Ecarts. Mais le président ne cache pas ses préoccupations. Son université a besoin de moyens pour se développer, notamment pour recruter. Et il ne les voit pas venir. A l’instar des petites universités, il s’inquiète aussi des écarts en train de se creuser avec les « grandes », qui raflent les appels à projets des Investissements d’avenir et les millions d’euros à la clé. « Je n’ai aucune envie de devenir une université de proximité qui délivre des licences puis voit partir ses étudiants en master vers de grands pôles », dit-il.

Quatre ans et demi après le vote de la loi sur l’autonomie, le gouvernement brandit la LRU (dite aussi « loi Pécresse » du nom de l’ex-ministre de l’Enseignement supérieur) comme « la » réforme réussie du quinquennat. Preuve de son succès, avance-t-il, les universités ne se sont pas fait prier pour devenir autonomes, c’est-à-dire pour prendre les « responsabilités et les compétences élargies » (les RCE) prévues par la loi. Avec la LRU, elles gèrent en effet désormais elles-mêmes leur masse salariale et les ressources humaines - auparavant du ressort de l’Etat. Elles peuvent aussi devenir propriétaires de leurs bâtiments et de leurs terrains. Et leurs présidents, dotés de pouvoirs renforcés, deviennent de vrais patrons. De plus, poursuit le gouvernement pour vanter sa réforme, après la forte mobilisation de 2009, les universitaires et les chercheurs sont retournés tranquillement dans leurs amphis et dans leurs labos. Et on ne les entend plus, signe, selon lui, d’un silencieux ralliement.

Silence. La réalité est moins rose.

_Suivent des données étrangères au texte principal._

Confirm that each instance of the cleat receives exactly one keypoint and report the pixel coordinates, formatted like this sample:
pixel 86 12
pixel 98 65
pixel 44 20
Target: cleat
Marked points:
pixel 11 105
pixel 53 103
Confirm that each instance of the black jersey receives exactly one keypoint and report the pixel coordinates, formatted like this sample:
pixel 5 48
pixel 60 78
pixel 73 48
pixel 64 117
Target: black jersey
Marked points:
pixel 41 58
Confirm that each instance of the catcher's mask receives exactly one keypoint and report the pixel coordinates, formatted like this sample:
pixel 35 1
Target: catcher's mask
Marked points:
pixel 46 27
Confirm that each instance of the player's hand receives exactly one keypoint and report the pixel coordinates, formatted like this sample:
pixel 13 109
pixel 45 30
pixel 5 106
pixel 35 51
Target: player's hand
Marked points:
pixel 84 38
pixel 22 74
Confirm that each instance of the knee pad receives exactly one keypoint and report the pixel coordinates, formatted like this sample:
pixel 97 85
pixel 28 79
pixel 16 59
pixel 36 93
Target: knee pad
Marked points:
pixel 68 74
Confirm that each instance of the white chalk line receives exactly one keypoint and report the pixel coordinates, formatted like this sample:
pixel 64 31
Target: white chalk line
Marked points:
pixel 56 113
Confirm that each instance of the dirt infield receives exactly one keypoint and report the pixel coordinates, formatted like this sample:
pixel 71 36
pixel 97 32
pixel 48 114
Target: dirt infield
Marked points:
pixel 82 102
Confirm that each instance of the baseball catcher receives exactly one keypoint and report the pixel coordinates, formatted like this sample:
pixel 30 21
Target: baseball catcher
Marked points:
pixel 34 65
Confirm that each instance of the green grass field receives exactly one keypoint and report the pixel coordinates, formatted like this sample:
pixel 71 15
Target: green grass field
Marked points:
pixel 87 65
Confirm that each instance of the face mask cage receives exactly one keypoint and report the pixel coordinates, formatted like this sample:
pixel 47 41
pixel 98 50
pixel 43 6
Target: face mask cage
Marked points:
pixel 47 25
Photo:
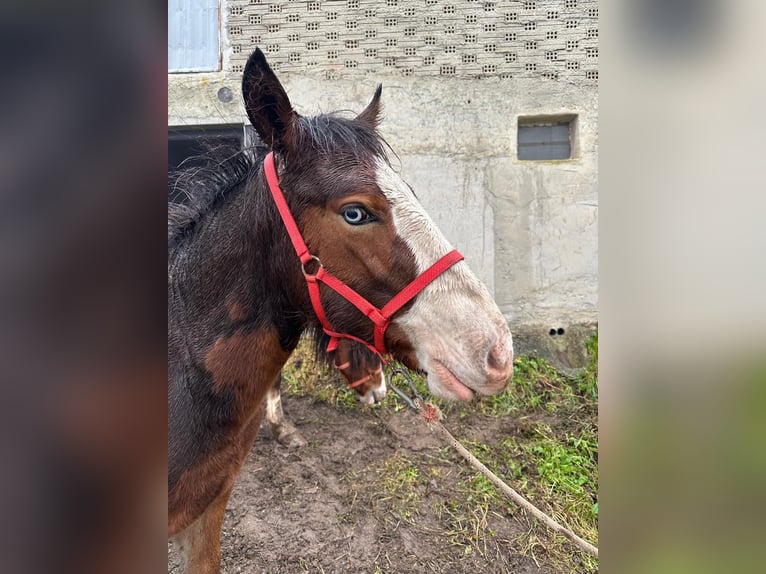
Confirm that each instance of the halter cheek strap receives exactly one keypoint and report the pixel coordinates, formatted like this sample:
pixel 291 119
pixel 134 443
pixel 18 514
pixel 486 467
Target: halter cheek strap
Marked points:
pixel 381 318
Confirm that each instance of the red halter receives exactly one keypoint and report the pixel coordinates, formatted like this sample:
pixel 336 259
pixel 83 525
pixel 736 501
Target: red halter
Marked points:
pixel 380 317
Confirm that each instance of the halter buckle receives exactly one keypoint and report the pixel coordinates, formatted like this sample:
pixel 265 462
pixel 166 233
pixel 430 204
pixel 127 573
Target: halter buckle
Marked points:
pixel 313 258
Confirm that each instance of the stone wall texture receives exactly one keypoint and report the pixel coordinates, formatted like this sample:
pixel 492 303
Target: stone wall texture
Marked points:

Depuis le vote de la loi en août 2007, les universités sont tout simplement obligées de devenir autonomes d’ici août 2012. Logiquement, les plus enthousiastes ou celles se sentant prêtes ont sauté le pas les premières le 1er janvier 2009. Les plus rétives ou les moins prêtes ont attendu le dernier moment, c’est-à-dire 2012. Quant au silence actuel des manifestants de 2009, cela peut être interprété comme de la résignation.

Anne Fraïsse, présidente de Montpellier-III (17 400 étudiants) et vice-présidente de la CPU (conférence des présidents d’université), a toujours été contre la LRU. Et elle le reste : « Nous sommes passés à l’autonomie le 1er janvier parce que nous le devons, mais que nous apporte-t-elle ? On nous délègue la gestion de la masse salariale. Or cela coûte cher, car il faut des gens formés et on nous transfère de nouvelles tâches. Et les moyens ne suivent pas. Cela revient à gérer la pénurie. De plus, l’Etat continue de nous donner des ordres - par exemple il fixe un plancher de 1 500 heures de cours pour la licence sans nous accorder un sou en plus. Ou alors, lorsque nous accusons deux déficits successifs, c’est le recteur qui gère notre budget. »

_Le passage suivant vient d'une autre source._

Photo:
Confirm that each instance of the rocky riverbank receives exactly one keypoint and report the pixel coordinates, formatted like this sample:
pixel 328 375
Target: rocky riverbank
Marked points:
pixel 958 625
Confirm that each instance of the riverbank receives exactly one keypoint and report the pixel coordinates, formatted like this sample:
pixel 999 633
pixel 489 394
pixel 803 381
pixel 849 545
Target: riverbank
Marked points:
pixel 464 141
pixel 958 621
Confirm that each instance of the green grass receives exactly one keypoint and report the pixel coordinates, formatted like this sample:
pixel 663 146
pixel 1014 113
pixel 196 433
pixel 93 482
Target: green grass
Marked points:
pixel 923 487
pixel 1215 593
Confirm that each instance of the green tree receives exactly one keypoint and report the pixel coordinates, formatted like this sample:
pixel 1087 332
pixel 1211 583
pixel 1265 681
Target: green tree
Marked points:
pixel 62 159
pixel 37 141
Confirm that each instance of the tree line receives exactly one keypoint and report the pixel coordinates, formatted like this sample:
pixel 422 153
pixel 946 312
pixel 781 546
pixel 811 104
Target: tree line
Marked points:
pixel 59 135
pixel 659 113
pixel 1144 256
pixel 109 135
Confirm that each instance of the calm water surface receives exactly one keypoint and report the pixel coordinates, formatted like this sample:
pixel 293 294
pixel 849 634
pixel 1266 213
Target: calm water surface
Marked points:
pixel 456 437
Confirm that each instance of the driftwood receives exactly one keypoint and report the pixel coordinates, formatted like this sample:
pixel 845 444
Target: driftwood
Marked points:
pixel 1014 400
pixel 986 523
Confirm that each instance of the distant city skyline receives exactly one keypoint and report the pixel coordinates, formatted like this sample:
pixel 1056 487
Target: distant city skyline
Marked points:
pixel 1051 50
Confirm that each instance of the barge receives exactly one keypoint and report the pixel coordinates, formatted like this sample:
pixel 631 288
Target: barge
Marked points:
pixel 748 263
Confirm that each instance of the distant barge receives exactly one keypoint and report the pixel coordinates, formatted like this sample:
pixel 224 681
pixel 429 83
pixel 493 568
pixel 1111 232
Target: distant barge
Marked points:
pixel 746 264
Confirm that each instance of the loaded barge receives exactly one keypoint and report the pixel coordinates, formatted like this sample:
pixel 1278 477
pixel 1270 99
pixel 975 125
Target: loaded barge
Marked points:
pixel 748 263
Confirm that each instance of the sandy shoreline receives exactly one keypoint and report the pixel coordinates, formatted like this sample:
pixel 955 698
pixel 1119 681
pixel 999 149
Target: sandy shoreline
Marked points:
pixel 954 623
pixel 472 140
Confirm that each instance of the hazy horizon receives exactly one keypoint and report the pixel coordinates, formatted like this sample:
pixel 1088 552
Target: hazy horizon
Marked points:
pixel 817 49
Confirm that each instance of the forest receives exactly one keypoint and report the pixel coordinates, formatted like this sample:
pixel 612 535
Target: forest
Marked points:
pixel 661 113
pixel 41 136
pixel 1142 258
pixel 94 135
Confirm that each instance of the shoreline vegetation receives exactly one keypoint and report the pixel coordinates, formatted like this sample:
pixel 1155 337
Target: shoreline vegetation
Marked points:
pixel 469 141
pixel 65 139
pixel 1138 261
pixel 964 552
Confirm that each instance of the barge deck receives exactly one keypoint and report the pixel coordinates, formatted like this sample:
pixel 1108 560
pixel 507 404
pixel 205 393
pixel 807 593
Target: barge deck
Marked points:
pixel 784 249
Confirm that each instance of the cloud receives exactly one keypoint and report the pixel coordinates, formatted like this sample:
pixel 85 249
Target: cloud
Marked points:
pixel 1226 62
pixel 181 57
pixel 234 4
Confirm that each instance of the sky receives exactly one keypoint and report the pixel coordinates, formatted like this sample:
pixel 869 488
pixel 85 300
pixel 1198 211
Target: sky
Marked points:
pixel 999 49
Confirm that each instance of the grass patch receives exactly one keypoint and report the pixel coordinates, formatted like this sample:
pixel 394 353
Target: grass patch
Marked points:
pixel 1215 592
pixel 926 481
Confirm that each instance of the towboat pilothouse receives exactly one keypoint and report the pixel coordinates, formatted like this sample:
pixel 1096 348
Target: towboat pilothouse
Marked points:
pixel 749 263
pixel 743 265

En passant à l’autonomie parmi les derniers, Anne Fraïsse compte éviter les déboires de ses prédécesseurs qui ont essuyé les plâtres d’une réforme précipitée. En effet, avant de devenir autonome, chaque université négocie avec l’Etat le montant de la masse salariale qui va lui être transféré pour payer ses personnels. Faute d’expérience, au début, cela a souvent été désavantageux pour les universités. Elles s’en sont rendu compte lorsqu’après deux ans de fonctionnement, elles ont commencé à avoir des budgets en déficit. L’Etat lui-même a fait de grosses bourdes : il a notamment oublié de prendre en compte le GVT (glissement vieillesse technicité) - l’impact du vieillissement du personnel sur la masse salariale. « Dans nos négociations, le ministère rogne sur tout, souligne Anne Fraïsse. Il se vante de ne pas supprimer de postes mais il essaie de le faire faire par les universités. »

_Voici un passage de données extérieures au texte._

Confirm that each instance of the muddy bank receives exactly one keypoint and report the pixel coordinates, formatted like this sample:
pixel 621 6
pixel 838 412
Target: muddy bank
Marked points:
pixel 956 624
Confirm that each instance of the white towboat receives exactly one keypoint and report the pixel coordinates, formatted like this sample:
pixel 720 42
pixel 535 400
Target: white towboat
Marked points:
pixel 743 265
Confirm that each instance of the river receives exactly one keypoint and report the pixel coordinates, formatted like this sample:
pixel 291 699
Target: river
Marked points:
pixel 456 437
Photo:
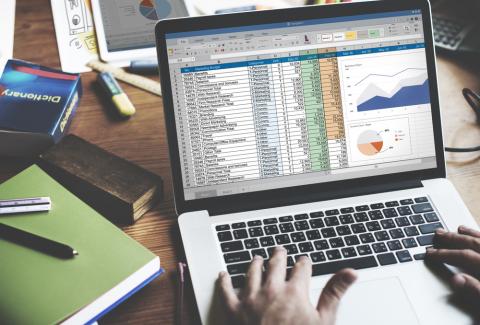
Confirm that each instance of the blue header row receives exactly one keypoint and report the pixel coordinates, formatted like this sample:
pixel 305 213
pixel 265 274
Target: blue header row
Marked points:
pixel 301 58
pixel 292 24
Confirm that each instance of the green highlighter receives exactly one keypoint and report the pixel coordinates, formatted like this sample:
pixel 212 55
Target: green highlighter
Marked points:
pixel 122 103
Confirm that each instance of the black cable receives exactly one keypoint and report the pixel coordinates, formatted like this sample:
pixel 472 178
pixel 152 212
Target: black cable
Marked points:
pixel 473 100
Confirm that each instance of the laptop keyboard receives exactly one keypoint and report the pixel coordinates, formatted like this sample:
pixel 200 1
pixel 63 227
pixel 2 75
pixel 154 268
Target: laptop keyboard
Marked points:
pixel 358 237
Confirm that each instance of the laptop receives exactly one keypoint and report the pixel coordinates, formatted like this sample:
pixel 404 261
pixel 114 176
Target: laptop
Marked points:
pixel 318 129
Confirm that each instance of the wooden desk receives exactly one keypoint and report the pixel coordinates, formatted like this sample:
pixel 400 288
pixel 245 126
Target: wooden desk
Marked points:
pixel 142 140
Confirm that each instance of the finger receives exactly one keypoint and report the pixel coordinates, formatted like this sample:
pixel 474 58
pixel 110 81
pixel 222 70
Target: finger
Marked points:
pixel 444 239
pixel 277 267
pixel 334 291
pixel 254 275
pixel 468 231
pixel 228 293
pixel 302 273
pixel 466 285
pixel 464 258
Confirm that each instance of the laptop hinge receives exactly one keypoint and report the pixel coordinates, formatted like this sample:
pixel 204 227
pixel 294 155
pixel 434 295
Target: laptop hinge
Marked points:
pixel 279 201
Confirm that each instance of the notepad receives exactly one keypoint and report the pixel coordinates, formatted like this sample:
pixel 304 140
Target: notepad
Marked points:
pixel 40 289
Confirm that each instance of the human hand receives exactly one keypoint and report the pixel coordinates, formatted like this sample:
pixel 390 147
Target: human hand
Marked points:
pixel 279 301
pixel 462 250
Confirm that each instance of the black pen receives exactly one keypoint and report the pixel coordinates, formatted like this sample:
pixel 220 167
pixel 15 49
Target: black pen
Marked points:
pixel 36 242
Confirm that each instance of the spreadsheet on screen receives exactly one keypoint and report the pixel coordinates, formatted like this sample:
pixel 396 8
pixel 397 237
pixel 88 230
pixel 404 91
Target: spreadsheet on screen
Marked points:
pixel 276 105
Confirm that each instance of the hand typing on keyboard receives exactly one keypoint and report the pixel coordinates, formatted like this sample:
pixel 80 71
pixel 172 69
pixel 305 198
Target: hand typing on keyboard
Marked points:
pixel 462 250
pixel 278 300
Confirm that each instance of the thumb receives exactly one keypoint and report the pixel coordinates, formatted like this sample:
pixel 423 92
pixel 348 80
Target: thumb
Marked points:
pixel 334 291
pixel 467 285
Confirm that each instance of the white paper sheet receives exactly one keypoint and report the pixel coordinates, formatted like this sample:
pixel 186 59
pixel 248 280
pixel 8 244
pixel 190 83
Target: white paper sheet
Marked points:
pixel 75 33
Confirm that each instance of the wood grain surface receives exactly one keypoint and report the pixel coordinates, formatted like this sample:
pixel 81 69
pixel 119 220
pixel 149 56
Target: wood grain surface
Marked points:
pixel 142 140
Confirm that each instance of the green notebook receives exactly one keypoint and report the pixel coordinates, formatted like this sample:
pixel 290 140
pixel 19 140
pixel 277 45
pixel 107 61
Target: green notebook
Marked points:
pixel 40 289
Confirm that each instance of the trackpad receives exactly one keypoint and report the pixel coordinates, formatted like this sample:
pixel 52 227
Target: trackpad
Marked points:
pixel 379 302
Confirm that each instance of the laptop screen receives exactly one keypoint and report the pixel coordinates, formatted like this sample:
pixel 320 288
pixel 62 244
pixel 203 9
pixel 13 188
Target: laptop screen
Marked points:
pixel 270 106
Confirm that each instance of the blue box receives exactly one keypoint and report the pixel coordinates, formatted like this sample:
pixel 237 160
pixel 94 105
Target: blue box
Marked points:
pixel 37 105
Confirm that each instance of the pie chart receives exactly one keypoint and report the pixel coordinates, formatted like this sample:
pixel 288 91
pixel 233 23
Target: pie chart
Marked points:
pixel 369 143
pixel 155 9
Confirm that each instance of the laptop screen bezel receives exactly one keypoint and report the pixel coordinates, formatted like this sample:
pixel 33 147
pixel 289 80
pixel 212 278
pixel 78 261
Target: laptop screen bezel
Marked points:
pixel 291 195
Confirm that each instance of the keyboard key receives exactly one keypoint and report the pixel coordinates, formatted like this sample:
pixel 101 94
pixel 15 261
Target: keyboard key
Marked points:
pixel 349 252
pixel 267 241
pixel 404 210
pixel 298 237
pixel 394 245
pixel 402 222
pixel 332 212
pixel 390 213
pixel 358 228
pixel 232 246
pixel 321 244
pixel 251 243
pixel 238 268
pixel 361 217
pixel 238 225
pixel 255 232
pixel 362 208
pixel 270 221
pixel 352 240
pixel 240 234
pixel 377 206
pixel 409 242
pixel 419 256
pixel 333 254
pixel 271 230
pixel 354 263
pixel 318 257
pixel 381 235
pixel 431 217
pixel 301 225
pixel 313 234
pixel 392 204
pixel 282 239
pixel 429 227
pixel 331 221
pixel 404 256
pixel 222 227
pixel 421 199
pixel 422 208
pixel 386 259
pixel 224 236
pixel 364 250
pixel 328 232
pixel 379 247
pixel 286 227
pixel 291 249
pixel 343 230
pixel 317 214
pixel 237 257
pixel 336 242
pixel 396 233
pixel 285 219
pixel 416 219
pixel 305 247
pixel 373 226
pixel 238 281
pixel 388 224
pixel 411 231
pixel 375 214
pixel 406 202
pixel 366 238
pixel 302 216
pixel 317 223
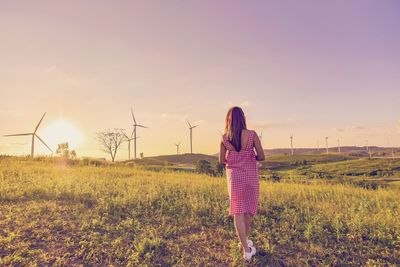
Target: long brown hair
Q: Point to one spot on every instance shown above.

Moyens. A l’heure du bilan, tous ou presque s’accordent sur un point : la réforme, qui devait donner des ailes aux universités françaises et leur faire gagner des places au firmament du classement de Shanghai, a souffert d’un manque de moyens. Si le secteur a été épargné par la règle du 1 sur 2 (le non-remplacement d’un départ à la retraite sur deux), les sommes mirobolantes promises par Nicolas Sarkozy n’ont pas été au rendez-vous. Pour les détracteurs de la LRU, les problèmes financiers des universités aujourd’hui sont la preuve que la réforme était vouée à l’échec. Pour eux, en introduisant une gestion managériale, on n’a rien résolu, bien au contraire. Des universités se retrouvent à « geler » [ne pas les pourvoir, ndlr] des postes, soulignent-ils. La démocratie interne a souffert, et de plus en plus, pour obtenir des financements, il faut s’épuiser à rédiger des projets, plaçant des équipes et des universités dans une concurrence stérile, et se soumettre à des contrôles et à des évaluations. Au-delà, ils dénoncent la logique libérale, renforcée par l’opération Campus et les Investissements d’avenir, et l’obsession de l’excellence qui favorise toujours les mêmes. D’autres enfin, critiquent l’accent mis sur la professionnalisation au détriment de la mission première de l’université - transmettre le savoir - et l’inégalité de traitement persistante entre universités et grandes écoles.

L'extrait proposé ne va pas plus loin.